Related: MPPT charge controller calculator

Based on these factors, the following calculator will determine the size of the wire that you need while ensuring minimal power losses (maximum voltage drop of 3%).

Please note that the results provided by the calculator are based on the assumption that you’ll be using a pure copper cable. Aluminum or Copper-Clad Aluminum wires are generally not recommended.

Below the calculator, you’ll find 2 examples.

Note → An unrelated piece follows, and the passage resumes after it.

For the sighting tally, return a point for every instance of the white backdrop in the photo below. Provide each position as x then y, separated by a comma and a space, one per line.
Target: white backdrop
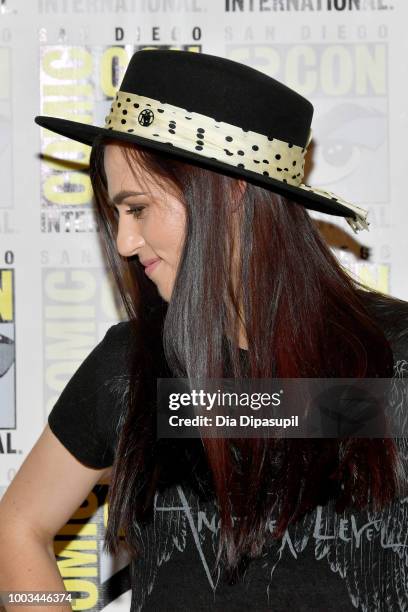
66, 58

## Solar charge controller to battery wire size calculator

Please enter the output current rating (in amps) of your solar charge controller.
Choose the nominal voltage for your battery bank.
Choose the highest expected ambient temperature at the wire's location.
Please enter the one-way length of the wires you'll use in feet. For example, if you plan to use a pair of 6-foot wires, enter '6'.
Required American Wire Gauge (AWG):
- AWG
The cross-sectional area of the wire in mm² (square millimeters):
- mm²

## Example 1:

For this example, we’ll make the following assumptions:

• The battery bank is rated at 24 Volts
• The MPPT solar charge controller is rated at 30 Amps
• The output terminals of the MPPT are 6 feet away (one way) from the terminals of the battery bank

After submitting these pieces of information to the calculator, here are the results:

The calculator has determined that we would need a 10 AWG (5.3mm²) pure copper cable for this setup. This means that we would need 12 feet of 10 AWG pure copper wire, 6 feet for the positive-to-positive connection, and 6 feet for the negative-to-nergative connection.

## Example 2:

For this example, we’ll make the following assumptions:

• The battery bank is rated at 12 Volts
• The MPPT charge controller is rated at 30 Amps
• The output terminals of the MPPT are 3 feet away (one way) from the terminals of the battery bank

Here are the results:

Again, the calculator suggests a 10 AWG wire. This means that we would need 6 feet of 10 AWG pure copper wire, 3 feet for the positive-to-positive connection, and 3 feet for the negative-to-negative connection.